Posted on November 13, 2013 by Lethbridge Sun Times

A surprise change in its relationship with the local jail has left Lethbridge’s police service scrambling to staff holding cells at police headquarters.

The Lethbridge Correctional Centre was one of the last jails in Alberta still taking in arrested drunk people and keeping them overnight even if they faced no criminal charges. As of Sept. 1, though, the jail only accepts prisoners who have been ordered into custody by a judge or justice of the peace, leaving the majority of intoxicated prisoners in police hands.

“The correctional centre has, as a courtesy to us, held our intoxicated prisoners and earlier this fall they curtailed or restricted what they would take and what they wouldn’t take, and as a result we have to manage our own prisoners in our cell block in the police station. We weren’t really set up to do that,” said Lethbridge Regional Police Service Insp. Tom Ascroft, of the administrative services division.

For the past two months, the police service has temporarily brought in the Commissionaires to monitor two drunk tanks and 10 holding cells in the police station 24 hours a day, seven days a week.
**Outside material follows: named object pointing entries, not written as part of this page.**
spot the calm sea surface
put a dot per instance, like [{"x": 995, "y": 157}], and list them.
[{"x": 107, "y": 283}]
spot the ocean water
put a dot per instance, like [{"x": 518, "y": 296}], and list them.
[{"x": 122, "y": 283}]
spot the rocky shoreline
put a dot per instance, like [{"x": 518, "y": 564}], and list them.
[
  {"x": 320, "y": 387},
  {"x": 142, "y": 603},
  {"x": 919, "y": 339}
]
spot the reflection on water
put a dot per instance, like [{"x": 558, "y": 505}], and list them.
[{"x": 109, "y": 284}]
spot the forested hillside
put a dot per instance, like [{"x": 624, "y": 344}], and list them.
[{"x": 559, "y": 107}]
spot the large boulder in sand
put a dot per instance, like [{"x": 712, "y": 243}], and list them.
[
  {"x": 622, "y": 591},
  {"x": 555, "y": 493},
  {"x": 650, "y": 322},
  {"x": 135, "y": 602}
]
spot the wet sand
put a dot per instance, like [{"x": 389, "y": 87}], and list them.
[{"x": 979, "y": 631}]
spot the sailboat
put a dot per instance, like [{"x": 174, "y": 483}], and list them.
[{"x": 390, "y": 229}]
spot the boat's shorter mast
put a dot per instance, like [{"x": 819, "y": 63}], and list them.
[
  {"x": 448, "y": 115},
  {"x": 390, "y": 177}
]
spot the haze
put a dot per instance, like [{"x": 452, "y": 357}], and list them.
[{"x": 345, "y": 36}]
But that extra expense is the main reason for a $15,147 deficit in LRPS’ security services budget last quarter, Police Chief Tom McKenzie told police commission at its most recent meeting.

U of L funding restored

The University of Lethbridge got a little financial relief with the  announcement by the Alberta government that $50 million is being put back into the post-secondary education system.

The U of L will receive $2.4 million as its share and Lethbridge College will get about $1 million. The funding is being doled out immediately to help with this year’s operations and is earmarked for enrolment, to either open up new spots for students or to help pay for spots that have already been promised.

“This is great news. Obviously we received a budget cut of a larger amount so the work that we’ve done over the last number of months, frankly, was really important work because these funds, along with the work we did, allows us some breathing space to now step back and look at how we move forward,” U of L president Mike Mahon told media Wednesday. “We’re very, very appreciative to the provincial government for them stepping back and looking at the needs of the post-secondary system.”